In 1985, Raimi teamed up with friends Joel and Ethan Coen (who hit the big time a year before with Blood Simple ) on the flawed but inspired Crimewave. In this movie, a pair of cartoon-like exterminator/hitmen kill the owner of a burglar-alarm company, and proceed to stalk the partner who hired them, his wife, and a nerd framed for the murder, who tells the story in flashback from the electric chair. Two years later, Raimi would direct the next installment of The Evil Dead on a substantially higher budget than his previous efforts. Evil Dead II: Dead by Dawn retells the entire story of the first film in about ten minutes, and develops the franchise's underlying mythos, thereby paving the way for the third and most whacked out installment, Army of Darkness , in 1993. One crucial difference between Evil Dead II and its predecessor is that the latter is a more overtly comic film. The gore is still there, in spades, but as one critic puts it, "the flying eyeballs and lopped-off appendages serve as the functional equivalents of custard pies and buckets of whitewash rather than anything psychologically retrograde."
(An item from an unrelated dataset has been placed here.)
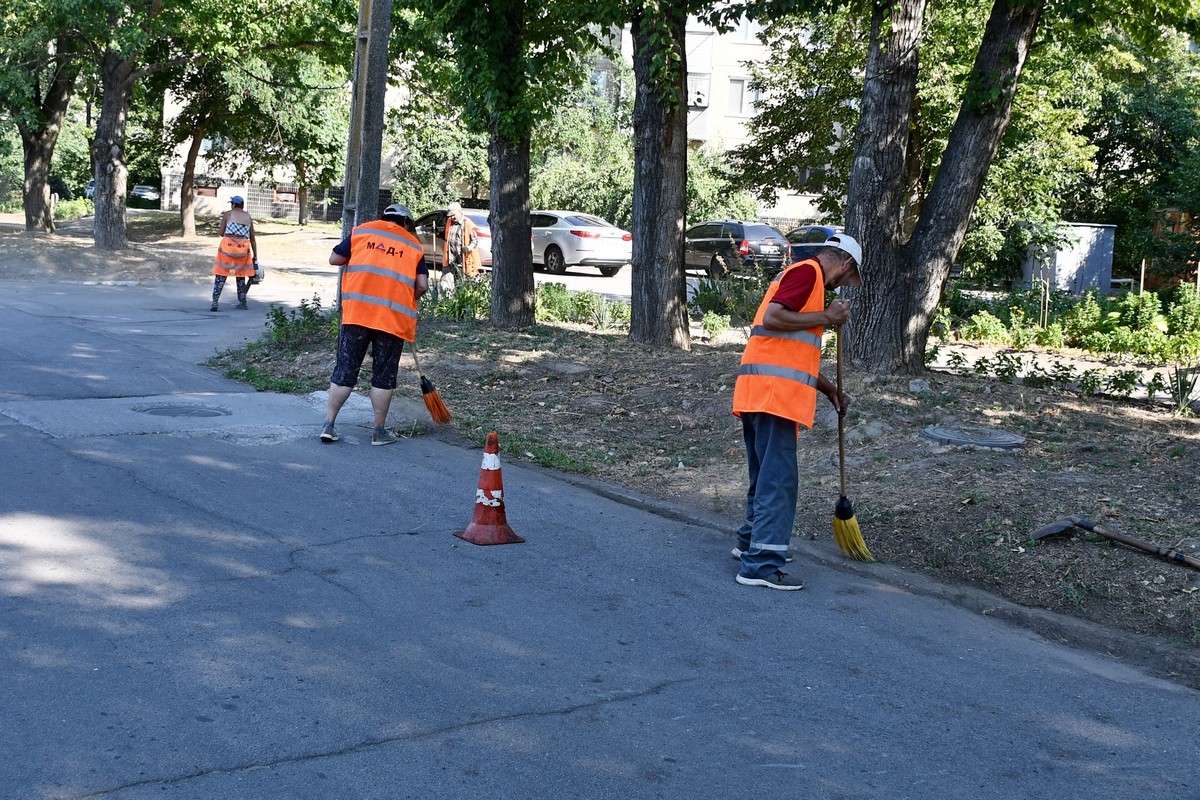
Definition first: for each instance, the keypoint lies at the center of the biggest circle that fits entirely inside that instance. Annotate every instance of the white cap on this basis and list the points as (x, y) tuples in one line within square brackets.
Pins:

Raimi made his major-studio debut with Darkman in 1990, which he co-wrote as well as directed. Although he tried to secure the eponymous lead role for his friend Campbell, the producers opted instead for established star Liam Neeson. The film—a moderate success at best—concerns a scientist who is horribly burned by a fire in his lab lit by criminals. Using the synthetic skin he had invented, he seeks revenge under different identities. After Army of Darkness , Raimi teamed up with the Coen brothers once again, this time on The Hudsucker Proxy (1994), which he co-wrote. In 1993–94, Raimi also co-produced a pair of Jean Claude Van Damme action spectaculars, Hard Target (directed by Hong Kong legend John Woo), and Time Cop. In addition, he found great success as executive producer of the hit schlock television shows Hercules: The Legendary Journeys and Xena: Warrior Princess. Raimi returned as director on the revisionist Western, The Quick and the Dead (1995), starring Sharon Stone, Gene Hackman, Russell Crowe, and a pre-Titanic Leonardo DiCaprio. But his critical breakthrough came three years later, in 1998, with A Simple Plan , in which Bill Paxton and Billy Bob Thornton play brothers who find a bag full of money in the woods, with disastrous consequences. As well as being Raimi's first heavyweight, serious film, it was also his first shot at directing an adaptation of a bestselling novel (written by Scott M. Smith). A Simple Plan wound up garnering two Oscar nominations, for Best Supporting Actor (Thornton), and for Best Screenplay Based on Material from Another Medium. Raimi's next feature, the tepid Kevin Costner baseball vehicle For Love of the Game (1999), led some fans to believe he was selling out. But that view should change with his upcoming film, Spider-Man scheduled to appear in 2001.